If there are no treatment options on campus, the university health center should be able to provide information about local clinics and therapists. You can also find a local mental health provider by searching online or in a phone book. It may take some time to get an appointment. Therefore, try to contact them as soon as symptoms appear. The sooner you seek treatment, the better you will be able to manage your panic attacks.

Create a coping plan

After seeking professional help and getting the right diagnosis, it’s time to develop a coping plan. For example, you can begin managing your symptoms by attending scheduled counseling sessions, participating in anxiety support groups and following your prescription medication plan.

As you find different ways to manage panic disorder, you will experience challenges and successes along the way. This is normal and will only help you better understand yourself and how to manage your situation. It may be helpful to track your progress using a journal or panic diary. Documenting your interactions will help you identify your reasons, your most helpful coping mechanisms, and your overall progress.

Talk to close friends

Teachers, classmates, colleagues, acquaintances, and lovers also play an important role in students’ lives. Many people with panic disorder prefer to hide their symptoms for fear that others will unfairly criticize them for their illness. In some cases, it is best not to tell anyone about your panic disorder until you know about it. Unfortunately, there are many misconceptions about panic attacks that can affect how they are perceived by others. Only explain your situation to those with whom you are close friends.

Take care of yourself

With the variety of possible activities and workloads at the university, make sure you take the time you need for your personal needs.

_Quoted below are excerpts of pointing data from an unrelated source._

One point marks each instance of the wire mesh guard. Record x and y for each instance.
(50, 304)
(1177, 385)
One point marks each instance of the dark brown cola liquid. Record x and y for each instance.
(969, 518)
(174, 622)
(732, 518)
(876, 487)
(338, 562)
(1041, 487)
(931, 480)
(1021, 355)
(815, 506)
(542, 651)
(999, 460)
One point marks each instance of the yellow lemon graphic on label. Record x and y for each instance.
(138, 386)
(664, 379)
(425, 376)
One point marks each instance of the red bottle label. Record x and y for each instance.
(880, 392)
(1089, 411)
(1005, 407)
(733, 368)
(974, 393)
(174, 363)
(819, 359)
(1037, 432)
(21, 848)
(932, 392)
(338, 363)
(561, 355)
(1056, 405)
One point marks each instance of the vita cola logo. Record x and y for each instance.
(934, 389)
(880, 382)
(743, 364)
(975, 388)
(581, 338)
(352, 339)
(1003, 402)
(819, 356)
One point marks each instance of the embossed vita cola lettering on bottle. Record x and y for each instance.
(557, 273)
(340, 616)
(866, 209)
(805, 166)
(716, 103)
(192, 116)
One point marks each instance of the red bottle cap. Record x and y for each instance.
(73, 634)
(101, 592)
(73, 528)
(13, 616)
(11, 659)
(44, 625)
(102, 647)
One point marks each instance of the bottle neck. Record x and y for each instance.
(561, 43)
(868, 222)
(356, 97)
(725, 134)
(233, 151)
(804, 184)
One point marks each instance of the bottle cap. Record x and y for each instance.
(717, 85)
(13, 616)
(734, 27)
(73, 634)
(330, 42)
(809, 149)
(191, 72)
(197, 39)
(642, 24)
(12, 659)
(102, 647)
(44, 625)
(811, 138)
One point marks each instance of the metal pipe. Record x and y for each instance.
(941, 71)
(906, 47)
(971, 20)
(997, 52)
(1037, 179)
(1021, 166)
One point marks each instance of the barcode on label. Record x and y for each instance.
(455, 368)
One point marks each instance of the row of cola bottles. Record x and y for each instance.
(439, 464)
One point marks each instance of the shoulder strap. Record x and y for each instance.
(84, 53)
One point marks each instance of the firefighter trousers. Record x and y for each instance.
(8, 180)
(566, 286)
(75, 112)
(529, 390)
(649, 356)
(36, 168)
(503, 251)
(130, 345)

Your daily care should include activities that enhance your physical, artistic, mental, and social life. Here are a few examples:

  • Body: adequate rest, daily exercise, and proper nutrition.
  • Creative: art classes, journaling, or instrument practice
  • Spiritual: reflection, reading inspired literature, or attending church services
  • Networking: participation in campus clubs, campus activities, volunteer service

Whatever activity you choose, make time for your personal health and well-being.